Alright, I can see that 60 pages of boring are a little hard to take on a three day weekend. I hate to keep harping on this, but the reason I went to all the trouble to learn html and to study other countries health care was to write and enact this bill.
I truly do not believe that the federal government will give us anything that will be good for patients or doctors. If we rely on the federal government we will get what the insurance industry wants us to have. This is an attempt to take things into our own hands and give ourselves a system far better than what is planned for us.
So I am representing this in a less scary and shorter version. As always please feel free to comment.

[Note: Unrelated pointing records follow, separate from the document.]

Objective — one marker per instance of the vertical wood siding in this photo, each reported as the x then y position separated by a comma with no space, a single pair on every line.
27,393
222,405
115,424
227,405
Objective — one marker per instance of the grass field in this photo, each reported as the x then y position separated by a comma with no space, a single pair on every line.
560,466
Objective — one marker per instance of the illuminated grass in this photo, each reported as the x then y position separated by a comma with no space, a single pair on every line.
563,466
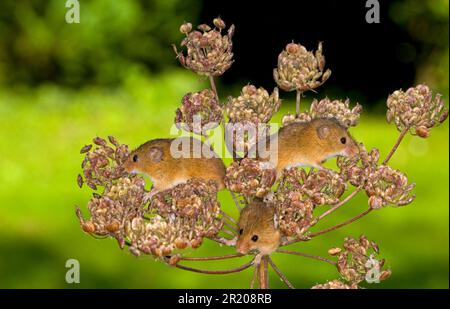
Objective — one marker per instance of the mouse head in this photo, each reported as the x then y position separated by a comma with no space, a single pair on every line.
257,230
334,139
143,158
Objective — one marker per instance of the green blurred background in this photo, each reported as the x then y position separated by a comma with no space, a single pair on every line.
115,74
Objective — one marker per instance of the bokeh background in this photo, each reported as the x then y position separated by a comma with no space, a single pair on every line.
115,73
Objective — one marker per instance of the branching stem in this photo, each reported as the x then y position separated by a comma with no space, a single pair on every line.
216,272
280,274
319,258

TITLE I--ESTABLISHMENT OF A COUNTY-BASED HEALTH CARE COOPERATIVE; UNIVERSAL ENTITLEMENT; ENROLLMENT
Sec. 101. Establishment of a County-based Health Care Cooperative.
[Self explanatory.]
Sec. 102. Universal entitlement.
[This entitles all the residents of the County access to benefits. They must volunteer to pay a premium which is based on their earnings similar to European countries. Under some circumstances others may also be eligible. For example, we have a college in town and people from outside the county study here 9/12 months of the year. Additionally, we have illegal aliens and leaving them without treatment for things like TB would endanger the rest of the population. On the other hand, I did not include people who are already being taken care of by another state agency like Medicaid or Medicare because the state would keep the money and the county would have to pay for these people's care. Once the HCC exists agreements between the state and the county can be arranged. This way the tax payer dollars that are supposed to be spent on these people's care will still get spent there.]
Sec. 103. Enrollment.
[The enrollees must prove that they live in the County. Since the premiums are based on income and number of people residing in the household these things must also be documented.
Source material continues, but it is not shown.